The Temple is not just a structure of stone; it is also made of trees and meadows, of harmony between nature and humankind. I’ve seen it destroyed in sweeping measure, but also, on a scale as yet too small, recreated. I’ve walked with the family amidst bare mountains in Scotland and, revisiting them years later, seen flourishing woodlands. I’ve planted trees myself to restore the forests of the Jerusalem Hills.
God’s Temple is being built in numerous and unimagined ways. Esther Sills, new on the staff of The Council of Christians and Jews, told me how she connected Park Palace Ponies, a riding centre in an abandoned cinema in Toxteth, with asylum-seeker children. They aren’t allowed to go to school, she told me; they’re stuck inside their accommodation, isolated and frightened. But when they met the ponies they relaxed, smiled for the first time, gained confidence.
This reminds me of a moment of holiness in a central London hospital, where, my friend Jane told me, they brought a horse up 14 stories in the lift because a dying girl wanted to say goodbye. A few weeks later, Jane married her long-time partner there, in the visitor’s room of the neighbouring ward. The nurses allowed flowers; they decorated the whole area; they helped bring Jane to her marriage in a wheelchair. Less than a week later, she died, wise, accepting and at peace.
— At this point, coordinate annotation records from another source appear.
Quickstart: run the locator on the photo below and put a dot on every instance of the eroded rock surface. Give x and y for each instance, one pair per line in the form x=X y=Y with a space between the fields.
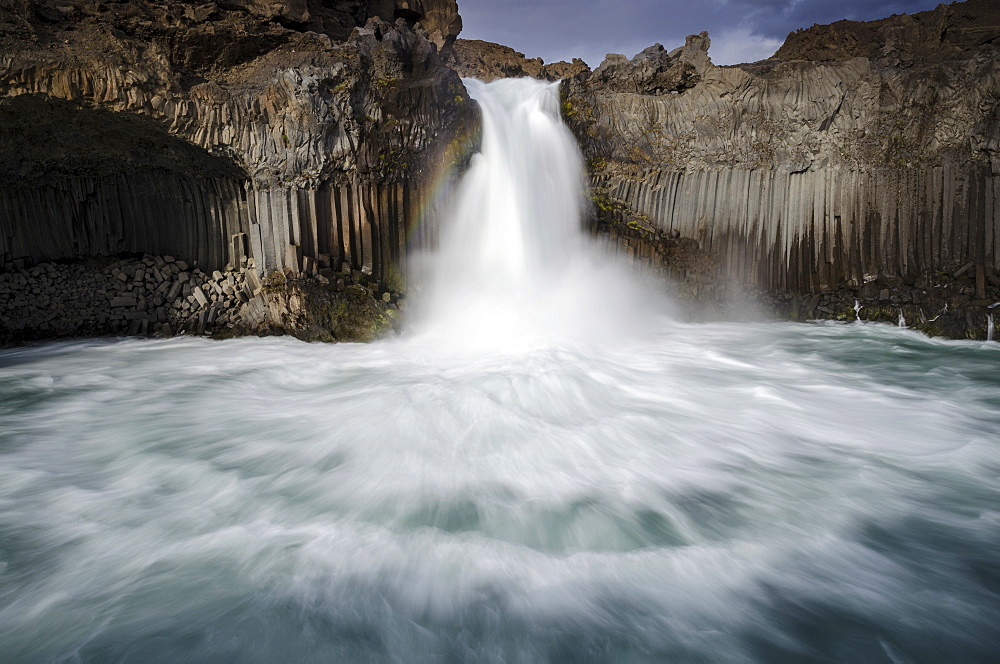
x=860 y=152
x=486 y=61
x=327 y=117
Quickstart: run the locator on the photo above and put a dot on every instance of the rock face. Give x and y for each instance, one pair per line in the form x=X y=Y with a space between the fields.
x=487 y=61
x=654 y=71
x=861 y=151
x=275 y=130
x=162 y=296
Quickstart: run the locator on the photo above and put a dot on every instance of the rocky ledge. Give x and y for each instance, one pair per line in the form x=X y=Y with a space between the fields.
x=162 y=296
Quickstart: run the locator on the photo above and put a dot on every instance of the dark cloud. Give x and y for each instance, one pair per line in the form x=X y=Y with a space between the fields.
x=741 y=30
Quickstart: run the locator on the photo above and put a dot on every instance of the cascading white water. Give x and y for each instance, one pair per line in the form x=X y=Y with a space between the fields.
x=515 y=268
x=704 y=493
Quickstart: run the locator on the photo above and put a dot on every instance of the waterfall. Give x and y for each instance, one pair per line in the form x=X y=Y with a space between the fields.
x=515 y=267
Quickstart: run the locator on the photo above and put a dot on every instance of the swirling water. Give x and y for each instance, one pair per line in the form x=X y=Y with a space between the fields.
x=548 y=469
x=715 y=493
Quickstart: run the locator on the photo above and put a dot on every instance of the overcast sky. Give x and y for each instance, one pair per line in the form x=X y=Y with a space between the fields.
x=741 y=30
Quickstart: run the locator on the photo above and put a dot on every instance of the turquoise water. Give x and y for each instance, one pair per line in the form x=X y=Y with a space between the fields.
x=713 y=493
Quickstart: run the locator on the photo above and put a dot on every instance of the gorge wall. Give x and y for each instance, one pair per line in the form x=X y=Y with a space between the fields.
x=858 y=153
x=860 y=162
x=290 y=133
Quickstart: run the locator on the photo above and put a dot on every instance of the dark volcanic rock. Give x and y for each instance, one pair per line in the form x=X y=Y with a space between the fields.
x=862 y=152
x=654 y=71
x=487 y=61
x=311 y=129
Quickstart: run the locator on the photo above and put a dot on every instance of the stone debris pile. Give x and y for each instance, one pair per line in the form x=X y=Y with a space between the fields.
x=162 y=296
x=152 y=295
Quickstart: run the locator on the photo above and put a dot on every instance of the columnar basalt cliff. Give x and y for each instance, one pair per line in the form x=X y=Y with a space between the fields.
x=307 y=146
x=280 y=135
x=861 y=153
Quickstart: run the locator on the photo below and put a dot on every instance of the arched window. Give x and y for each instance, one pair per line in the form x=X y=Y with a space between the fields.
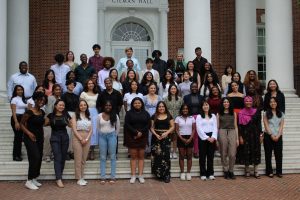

As we fast on Tisha Be’Av we think of our people’s pain through history, of the suffering of many peoples, of the devastation of nature, – and we therefore resolve to be builders of the Temple and not its destroyers. According to tradition the Messiah is born on Tisha Be’Av afternoon; let the Messiah of hope and commitment be born inside each of us then.
It is essential, wrote Rebbe Shalom Noach of Slonim, that ‘a broken heart belong always to the world of building, not to the world of destruction’.